The white man’s word so totally overwhelms that of the person of color. We saw this on full display at last week’s Oscars, when the embarrassment of white producers, the dithering apology of a white Hollywood legend and the several days of analysis and hand-wringing over dingbat white accountants entirely eclipsed the historic fact that this year the Best Picture was in fact awarded to Moonlight, a film starring, directed and written by people of color.

Last weekend, my wife and I went to see Objectively/Reasonable at Playwright’s Local, a play created by several local playwrights based on numerous interviews on the subject of recent police violence in Cleveland. Watching this performance, we did not hear two sides of the Tamir Rice tragedy and the Brelo case -- we heard the story from dozens of sides. From citizens, police officers, community organizers, city councilmen, journalists and family members.

The fact that each point of view we heard from, every unique opinion, was from the mind and mouth of a person of color does not make this performance piece “unbalanced.” The absence of white voices - the “other side” - meant that we could actually hear it, without the noise of that dominant party, always obfuscating, misrepresenting, and whitesplaining.

I am white. I am not the "other side." And I do not need the hear other white people explain anything to me, at all. Especially white men.

Loganberry Books
Objectively/Reasonable is a breathtaking performance, too, you should see it. The performers are uniformly excellent, the stories deeply affecting, director Terrence Spivey truly outdoes himself with this event. Our city needs to listen to these voices, without the sudden urge to respond. Listen first, and think without prejudice.

On a similar note, the folks at Loganberry Books have staged their own performance-art event in honor of Women’s History Month.

As reported in Cleveland Scene, Loganberry Books Shelves Men's Books Backwards as a 'Metaphor of Silencing the Male Voice' by Laura Morrison (3/3/2017) owner Harriett Logan and her staff reshelved every book written by a man so that their spines face the back of the shelves.

What do you see? Perhaps how few books that have ever been published have been written by women? You can also see more clearly all the books which are written by women. The picture of the shelves is quite striking, when the books are are presented that way.

Unfortunately for Harriett (who is a good friend) when being interviewed, she said that the display is a “metaphor of silencing the male voice.” And as you see, that became the headline.

Well. You can imagine how many men who happened upon this article on the internet took to the idea of being “silenced.” The social media blowback was ugly. They have called for a boycott, probably the same people who called for a boycott of the musical Hamilton.

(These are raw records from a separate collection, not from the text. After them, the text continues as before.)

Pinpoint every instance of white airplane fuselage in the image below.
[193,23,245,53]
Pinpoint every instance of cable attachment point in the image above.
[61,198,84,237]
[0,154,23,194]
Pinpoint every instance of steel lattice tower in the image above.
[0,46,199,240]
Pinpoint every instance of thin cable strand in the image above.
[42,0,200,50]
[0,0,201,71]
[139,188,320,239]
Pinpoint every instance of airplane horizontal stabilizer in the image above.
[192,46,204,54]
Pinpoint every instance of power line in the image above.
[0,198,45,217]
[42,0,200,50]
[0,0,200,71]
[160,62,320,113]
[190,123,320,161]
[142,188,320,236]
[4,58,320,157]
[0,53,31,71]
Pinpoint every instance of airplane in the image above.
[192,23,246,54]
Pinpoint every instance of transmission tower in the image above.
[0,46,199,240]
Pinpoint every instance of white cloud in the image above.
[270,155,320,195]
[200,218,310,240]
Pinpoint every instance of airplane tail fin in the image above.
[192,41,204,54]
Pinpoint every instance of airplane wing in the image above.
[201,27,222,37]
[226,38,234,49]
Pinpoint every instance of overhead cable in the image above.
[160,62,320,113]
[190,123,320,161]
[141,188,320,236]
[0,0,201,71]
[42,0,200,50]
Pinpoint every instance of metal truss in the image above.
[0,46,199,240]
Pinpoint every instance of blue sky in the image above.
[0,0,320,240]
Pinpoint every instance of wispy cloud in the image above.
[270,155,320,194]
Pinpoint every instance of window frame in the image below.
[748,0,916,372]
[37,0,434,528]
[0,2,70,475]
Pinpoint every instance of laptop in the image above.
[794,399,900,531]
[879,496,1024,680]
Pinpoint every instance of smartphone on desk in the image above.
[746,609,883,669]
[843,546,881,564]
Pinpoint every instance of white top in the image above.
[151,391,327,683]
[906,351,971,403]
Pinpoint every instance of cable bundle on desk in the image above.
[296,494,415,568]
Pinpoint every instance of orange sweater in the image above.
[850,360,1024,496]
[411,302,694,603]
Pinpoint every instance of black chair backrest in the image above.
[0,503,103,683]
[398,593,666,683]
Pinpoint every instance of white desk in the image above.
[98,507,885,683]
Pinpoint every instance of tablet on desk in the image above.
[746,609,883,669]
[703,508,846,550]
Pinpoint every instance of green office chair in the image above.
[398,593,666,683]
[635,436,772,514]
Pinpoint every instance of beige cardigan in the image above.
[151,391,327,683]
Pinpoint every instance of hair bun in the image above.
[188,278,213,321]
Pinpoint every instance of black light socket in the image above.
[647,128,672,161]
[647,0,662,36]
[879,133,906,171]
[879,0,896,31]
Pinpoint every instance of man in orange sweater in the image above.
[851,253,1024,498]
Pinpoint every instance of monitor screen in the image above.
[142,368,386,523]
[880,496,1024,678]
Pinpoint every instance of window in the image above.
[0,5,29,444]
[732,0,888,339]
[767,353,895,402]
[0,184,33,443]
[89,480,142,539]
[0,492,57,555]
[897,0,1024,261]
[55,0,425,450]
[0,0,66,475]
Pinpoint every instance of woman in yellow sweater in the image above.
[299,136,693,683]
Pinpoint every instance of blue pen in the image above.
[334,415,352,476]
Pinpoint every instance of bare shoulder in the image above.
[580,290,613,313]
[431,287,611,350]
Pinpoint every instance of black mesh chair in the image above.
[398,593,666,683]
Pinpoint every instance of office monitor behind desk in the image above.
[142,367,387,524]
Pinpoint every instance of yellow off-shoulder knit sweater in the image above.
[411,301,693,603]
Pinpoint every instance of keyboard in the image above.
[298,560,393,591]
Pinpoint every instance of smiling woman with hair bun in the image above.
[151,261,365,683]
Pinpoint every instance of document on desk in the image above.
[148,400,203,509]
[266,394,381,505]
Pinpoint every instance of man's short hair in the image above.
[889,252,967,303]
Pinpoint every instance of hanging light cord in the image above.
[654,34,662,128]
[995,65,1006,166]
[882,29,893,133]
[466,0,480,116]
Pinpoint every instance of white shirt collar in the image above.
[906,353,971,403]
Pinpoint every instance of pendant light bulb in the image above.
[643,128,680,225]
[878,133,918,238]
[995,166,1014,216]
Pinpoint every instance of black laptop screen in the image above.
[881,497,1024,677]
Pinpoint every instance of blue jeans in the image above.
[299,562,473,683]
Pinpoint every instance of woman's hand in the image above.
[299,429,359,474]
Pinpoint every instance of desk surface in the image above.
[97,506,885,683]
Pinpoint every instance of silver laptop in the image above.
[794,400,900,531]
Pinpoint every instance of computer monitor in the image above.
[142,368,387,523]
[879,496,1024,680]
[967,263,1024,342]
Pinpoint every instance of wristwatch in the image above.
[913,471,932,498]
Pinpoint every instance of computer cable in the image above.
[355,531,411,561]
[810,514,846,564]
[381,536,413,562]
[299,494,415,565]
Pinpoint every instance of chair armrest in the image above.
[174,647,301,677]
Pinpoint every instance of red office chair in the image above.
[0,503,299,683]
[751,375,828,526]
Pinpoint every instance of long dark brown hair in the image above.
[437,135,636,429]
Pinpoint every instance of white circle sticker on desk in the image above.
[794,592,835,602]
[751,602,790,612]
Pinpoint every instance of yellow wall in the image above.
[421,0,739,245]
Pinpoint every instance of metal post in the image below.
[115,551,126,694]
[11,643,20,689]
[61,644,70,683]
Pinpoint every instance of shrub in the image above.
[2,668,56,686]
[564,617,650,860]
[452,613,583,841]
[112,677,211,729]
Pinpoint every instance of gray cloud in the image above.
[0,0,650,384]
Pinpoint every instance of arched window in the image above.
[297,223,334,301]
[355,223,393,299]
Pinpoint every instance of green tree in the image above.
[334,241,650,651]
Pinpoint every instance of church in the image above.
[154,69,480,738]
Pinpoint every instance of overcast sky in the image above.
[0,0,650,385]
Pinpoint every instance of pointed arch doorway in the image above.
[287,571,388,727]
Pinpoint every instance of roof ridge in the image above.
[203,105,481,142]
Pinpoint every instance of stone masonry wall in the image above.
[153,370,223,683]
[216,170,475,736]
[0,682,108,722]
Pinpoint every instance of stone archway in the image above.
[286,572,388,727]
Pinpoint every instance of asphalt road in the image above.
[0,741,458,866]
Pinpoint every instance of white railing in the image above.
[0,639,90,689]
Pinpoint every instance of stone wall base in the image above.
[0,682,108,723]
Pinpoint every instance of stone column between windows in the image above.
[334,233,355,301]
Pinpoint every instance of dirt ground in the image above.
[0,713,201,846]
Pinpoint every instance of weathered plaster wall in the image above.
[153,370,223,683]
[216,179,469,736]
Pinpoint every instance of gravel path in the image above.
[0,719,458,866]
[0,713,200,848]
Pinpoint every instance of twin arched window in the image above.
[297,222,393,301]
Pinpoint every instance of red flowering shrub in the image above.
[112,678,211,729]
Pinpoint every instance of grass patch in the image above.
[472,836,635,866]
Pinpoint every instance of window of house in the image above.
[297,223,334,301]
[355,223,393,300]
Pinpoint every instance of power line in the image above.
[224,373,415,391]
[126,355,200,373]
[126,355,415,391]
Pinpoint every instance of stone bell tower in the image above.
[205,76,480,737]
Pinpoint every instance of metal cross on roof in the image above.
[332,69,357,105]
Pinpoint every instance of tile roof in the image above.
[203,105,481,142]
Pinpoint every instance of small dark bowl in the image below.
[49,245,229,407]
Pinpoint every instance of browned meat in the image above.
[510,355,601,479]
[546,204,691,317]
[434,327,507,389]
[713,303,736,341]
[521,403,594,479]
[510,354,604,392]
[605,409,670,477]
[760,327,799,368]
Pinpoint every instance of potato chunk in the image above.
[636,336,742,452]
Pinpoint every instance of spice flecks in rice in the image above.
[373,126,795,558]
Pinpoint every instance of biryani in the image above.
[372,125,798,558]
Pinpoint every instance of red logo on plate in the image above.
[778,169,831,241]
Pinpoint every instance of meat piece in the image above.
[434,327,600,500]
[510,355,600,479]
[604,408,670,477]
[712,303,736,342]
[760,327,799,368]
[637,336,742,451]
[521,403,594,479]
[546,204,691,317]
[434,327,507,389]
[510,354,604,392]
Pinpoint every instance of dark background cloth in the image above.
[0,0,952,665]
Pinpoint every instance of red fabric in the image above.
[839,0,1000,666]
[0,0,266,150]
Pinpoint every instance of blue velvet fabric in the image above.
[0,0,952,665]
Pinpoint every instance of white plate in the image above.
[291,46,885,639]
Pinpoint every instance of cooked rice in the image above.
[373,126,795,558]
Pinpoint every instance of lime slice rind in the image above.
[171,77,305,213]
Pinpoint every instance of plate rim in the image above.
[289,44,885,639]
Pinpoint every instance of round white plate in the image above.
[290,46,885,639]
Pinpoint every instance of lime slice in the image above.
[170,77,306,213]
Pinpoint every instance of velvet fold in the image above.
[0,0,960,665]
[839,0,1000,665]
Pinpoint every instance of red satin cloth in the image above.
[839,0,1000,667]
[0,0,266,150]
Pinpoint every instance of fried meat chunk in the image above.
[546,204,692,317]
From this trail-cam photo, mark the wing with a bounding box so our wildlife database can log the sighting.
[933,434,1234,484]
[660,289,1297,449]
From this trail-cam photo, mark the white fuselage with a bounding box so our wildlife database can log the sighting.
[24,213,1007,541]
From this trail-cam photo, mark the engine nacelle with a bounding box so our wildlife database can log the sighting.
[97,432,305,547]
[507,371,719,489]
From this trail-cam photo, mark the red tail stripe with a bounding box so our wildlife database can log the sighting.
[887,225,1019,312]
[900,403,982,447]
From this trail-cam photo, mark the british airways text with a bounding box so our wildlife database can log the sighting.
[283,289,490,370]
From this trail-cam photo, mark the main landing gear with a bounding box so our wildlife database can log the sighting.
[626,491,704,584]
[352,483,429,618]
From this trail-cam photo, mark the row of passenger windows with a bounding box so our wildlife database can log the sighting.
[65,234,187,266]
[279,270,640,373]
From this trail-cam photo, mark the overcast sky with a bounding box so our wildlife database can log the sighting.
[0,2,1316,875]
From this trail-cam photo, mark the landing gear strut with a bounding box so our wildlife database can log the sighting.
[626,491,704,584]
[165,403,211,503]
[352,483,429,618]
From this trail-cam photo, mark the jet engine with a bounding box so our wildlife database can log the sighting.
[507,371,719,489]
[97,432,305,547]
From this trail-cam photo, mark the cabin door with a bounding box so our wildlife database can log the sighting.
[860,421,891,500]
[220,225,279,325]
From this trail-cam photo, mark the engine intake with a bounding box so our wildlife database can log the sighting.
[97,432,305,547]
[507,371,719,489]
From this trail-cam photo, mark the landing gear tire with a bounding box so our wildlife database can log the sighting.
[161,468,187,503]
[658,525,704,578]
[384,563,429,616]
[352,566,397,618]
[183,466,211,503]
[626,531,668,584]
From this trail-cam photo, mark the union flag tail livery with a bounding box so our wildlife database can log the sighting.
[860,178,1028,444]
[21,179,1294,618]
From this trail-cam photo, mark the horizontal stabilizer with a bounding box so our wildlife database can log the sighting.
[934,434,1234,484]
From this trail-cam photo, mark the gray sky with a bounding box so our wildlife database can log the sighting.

The very idea, the suggestion of forcing a white man to be silent, to stop talking, to wit; to shut the fuck up ... and not even in reality! As a metaphor, as a display in a second-hand bookstore. Why it’s unconscionable! It’s unbelievable! It’s unfair, it’s discriminatory, it’s sexist! Sexist against men!

Honestly, white man. For the first time in your life, sit down. Take a deep breath.

And shut the fuck up.

Objectively/Reasonable at Playwrights' Local continues at the Creative Space at Waterloo through March 11, 2017.

Loganberry Books is located at 13015 Larchmere Blvd. in Cleveland.